È interessato o meno il sindacato italiano ad aprire la strada a una nuova forza di classe? Fino ad oggi sembrerebbe di no, tutto hanno fatto per sbarrargli la strada. Landini per un periodo si era messo su questa strada, spinto dalle lotte dei lavoratori Fiat contro Marchionne. Oggi ha preso la stessa linea della Camusso.
E allora non vengano a lamentarsi se i lavoratori non lottano. Intanto, i lavoratori hanno sempre lottato quando gliene è stata data la possibilità e in secondo luogo se non hanno un’organizzazione che ispira fiducia e avanza una prospettiva politica, difficilmente possono superare questo gap sul piano della sola lotta economica, particolarmente in un frangente di crisi così profonda che li schiaccia nella lotta per la sopravvivenza.
Siamo convinti che dopo il Pd, anche il tappo costituito dalle burocrazie sindacali finirà per saltare: o cambiano linea, o a un certo punto i lavoratori le scavalcheranno senza troppi complimenti.
Qualunque soluzione metterà in campo Mattarella il discredito delle classi dirigenti è tale che non usciranno dalla loro crisi. Non siamo più negli anni ’90. I governi tecnici, i governi di unità nazionale sono armi spuntate che non funzionano più. La polarizzazione sociale è giunta a livelli insostenibili con politiche “normali”. Sono proprio queste le situazioni che nella storia hanno preceduto grandi sconvolgimenti rivoluzionari. La reazione certamente non sta a guardare. Da parte nostra dobbiamo spazzare via quei dirigenti che in questi anni hanno organizzato solo sconfitte e “osare l’impossibile” o meglio quello che fino ad oggi sembrava impossibile ma che in queste nuove condizioni non solo diventa possibile, ma rappresenta l’unica via d’uscita alla crisi che attanaglia il movimento operaio e la sinistra nel nostro paese.
Per questo chiediamo elezioni subito, assemblee popolari e formazione di un nuovo partito di classe.

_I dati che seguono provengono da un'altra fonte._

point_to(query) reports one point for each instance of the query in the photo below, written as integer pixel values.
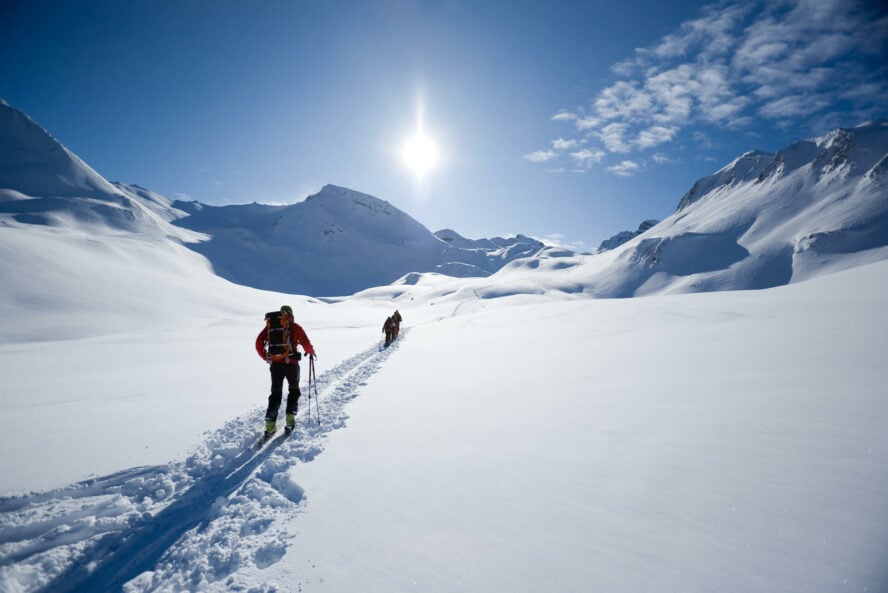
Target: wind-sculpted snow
(185, 526)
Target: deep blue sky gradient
(233, 102)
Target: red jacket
(297, 338)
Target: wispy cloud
(541, 156)
(587, 157)
(624, 169)
(738, 64)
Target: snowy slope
(336, 242)
(762, 221)
(559, 441)
(520, 437)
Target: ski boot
(270, 428)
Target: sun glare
(420, 154)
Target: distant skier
(388, 328)
(396, 321)
(277, 344)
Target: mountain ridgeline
(763, 220)
(336, 242)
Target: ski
(264, 438)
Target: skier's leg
(293, 394)
(278, 372)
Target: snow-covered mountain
(625, 236)
(763, 220)
(336, 242)
(518, 430)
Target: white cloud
(587, 157)
(614, 137)
(541, 156)
(561, 144)
(655, 135)
(625, 168)
(787, 61)
(564, 116)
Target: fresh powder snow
(520, 435)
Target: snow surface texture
(336, 242)
(519, 437)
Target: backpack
(278, 325)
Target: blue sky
(567, 121)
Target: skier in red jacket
(286, 369)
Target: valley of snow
(519, 436)
(730, 441)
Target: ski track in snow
(184, 526)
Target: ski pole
(312, 378)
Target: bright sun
(420, 154)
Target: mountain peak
(35, 164)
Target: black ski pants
(279, 372)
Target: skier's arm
(302, 339)
(260, 343)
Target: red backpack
(278, 325)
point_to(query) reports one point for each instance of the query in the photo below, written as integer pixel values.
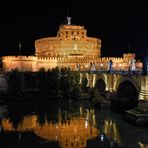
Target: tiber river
(67, 124)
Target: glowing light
(86, 124)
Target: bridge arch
(131, 80)
(127, 91)
(101, 82)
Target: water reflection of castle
(74, 132)
(70, 48)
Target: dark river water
(67, 124)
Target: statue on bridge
(110, 65)
(132, 65)
(92, 66)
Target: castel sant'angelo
(70, 48)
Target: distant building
(70, 48)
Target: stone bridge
(118, 83)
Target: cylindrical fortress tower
(71, 41)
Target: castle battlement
(70, 48)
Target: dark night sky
(116, 24)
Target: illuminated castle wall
(70, 48)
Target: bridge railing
(122, 72)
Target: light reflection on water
(71, 129)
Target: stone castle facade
(70, 48)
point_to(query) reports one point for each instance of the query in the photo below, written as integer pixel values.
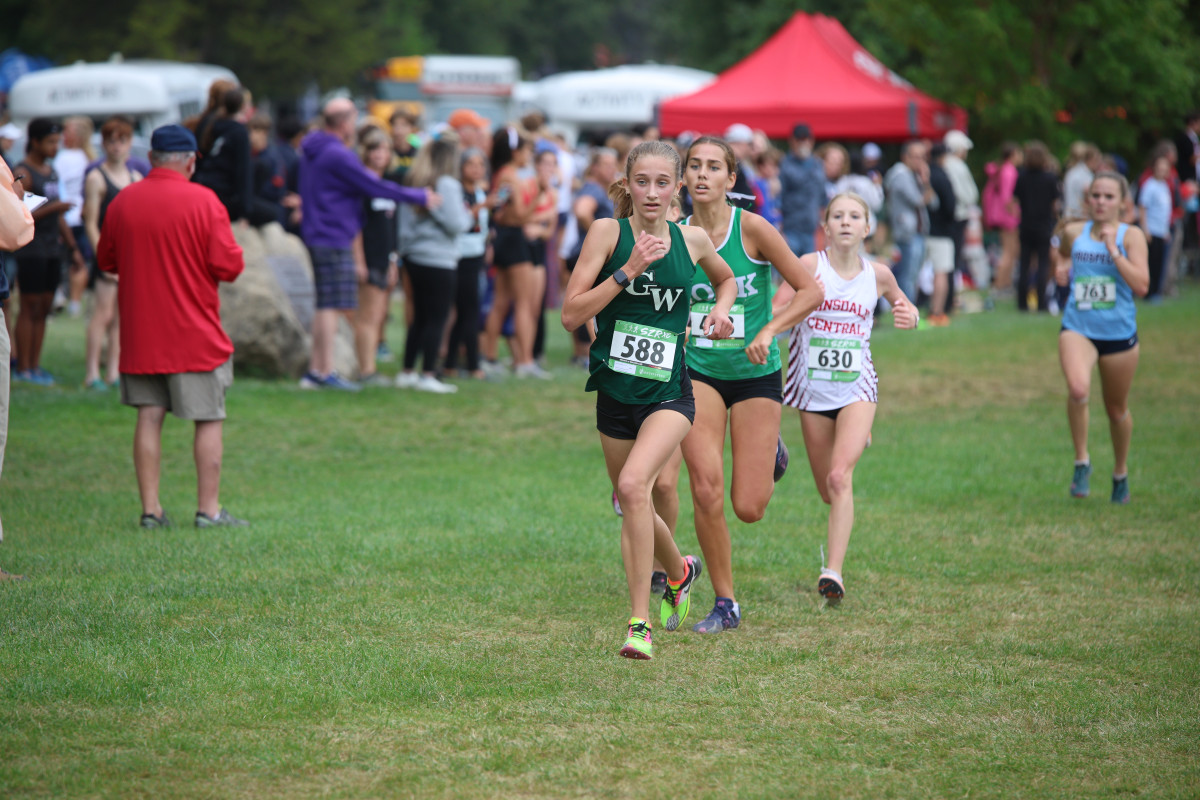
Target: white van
(150, 92)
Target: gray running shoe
(1079, 482)
(725, 615)
(223, 519)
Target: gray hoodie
(431, 238)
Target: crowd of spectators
(477, 223)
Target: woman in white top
(831, 377)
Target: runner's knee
(838, 481)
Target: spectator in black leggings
(1037, 192)
(472, 248)
(429, 244)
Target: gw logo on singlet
(663, 296)
(705, 293)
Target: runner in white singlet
(831, 377)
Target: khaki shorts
(940, 250)
(187, 395)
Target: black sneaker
(150, 521)
(831, 587)
(223, 519)
(781, 458)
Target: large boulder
(268, 310)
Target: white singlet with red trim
(829, 354)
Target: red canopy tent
(813, 71)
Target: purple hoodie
(333, 185)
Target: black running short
(39, 275)
(1110, 347)
(510, 247)
(623, 421)
(735, 391)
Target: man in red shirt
(169, 242)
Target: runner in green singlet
(633, 276)
(738, 382)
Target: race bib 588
(642, 350)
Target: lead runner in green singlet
(633, 276)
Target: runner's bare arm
(582, 300)
(904, 312)
(700, 247)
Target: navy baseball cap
(173, 138)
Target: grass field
(430, 599)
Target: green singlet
(637, 356)
(726, 359)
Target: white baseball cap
(738, 133)
(957, 140)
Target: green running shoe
(1079, 483)
(637, 643)
(673, 609)
(831, 587)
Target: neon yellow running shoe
(637, 643)
(676, 600)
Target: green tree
(1107, 71)
(276, 47)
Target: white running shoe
(431, 384)
(533, 370)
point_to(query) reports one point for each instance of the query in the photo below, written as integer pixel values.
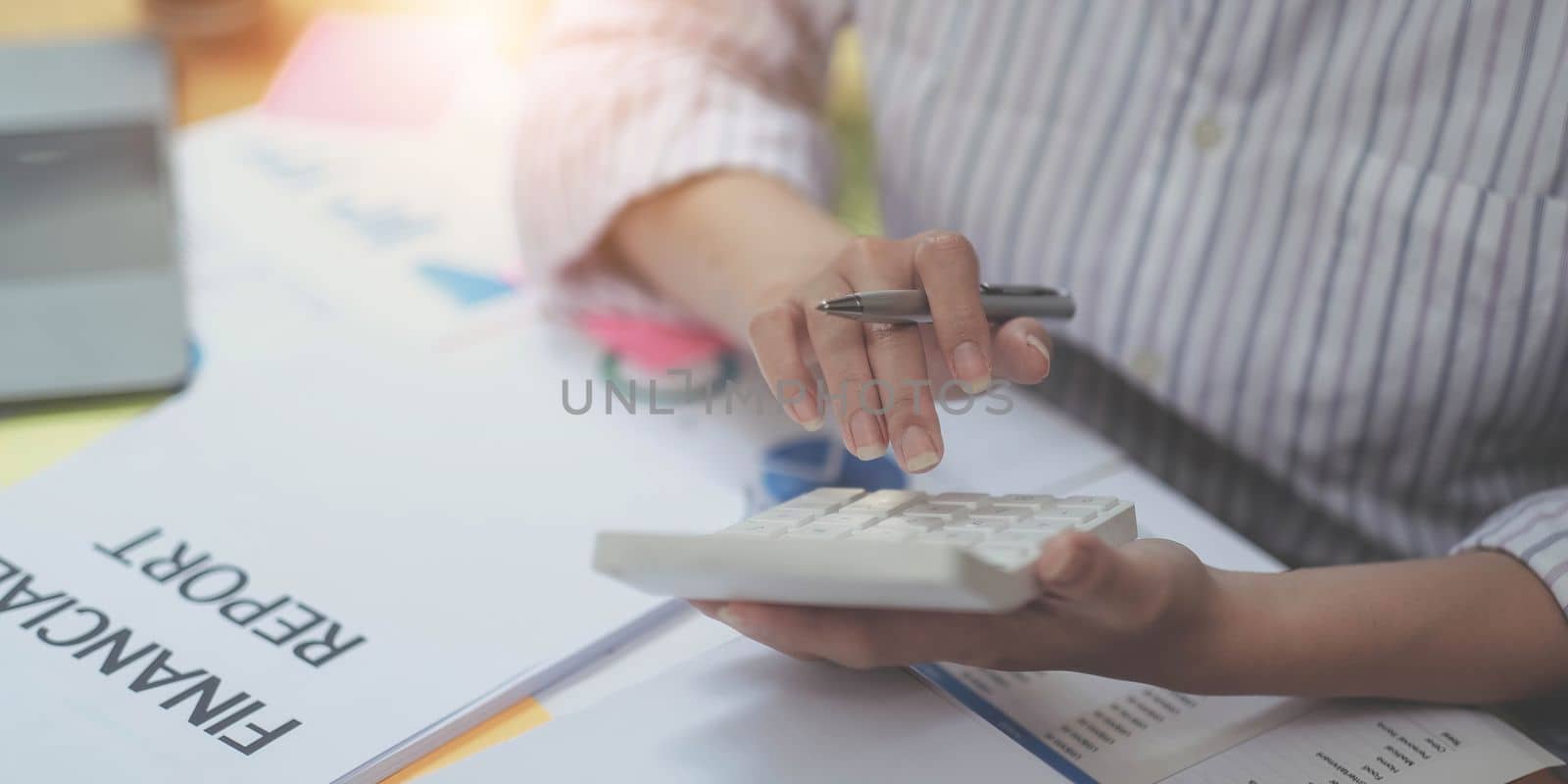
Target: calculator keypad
(1004, 530)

Non ci limitiamo a difendere la costituzione ma lottiamo per una una nuova costituzione e per una costituente formata dai lavoratori e dagli oppressi di questo paese, un’assemblea rivoluzionaria che può mettere in pratica questo programma, che qualsiasi alchimia parlamentare, con qualsiasi partito al posto di comando inevitabilmente farebbe naufragare.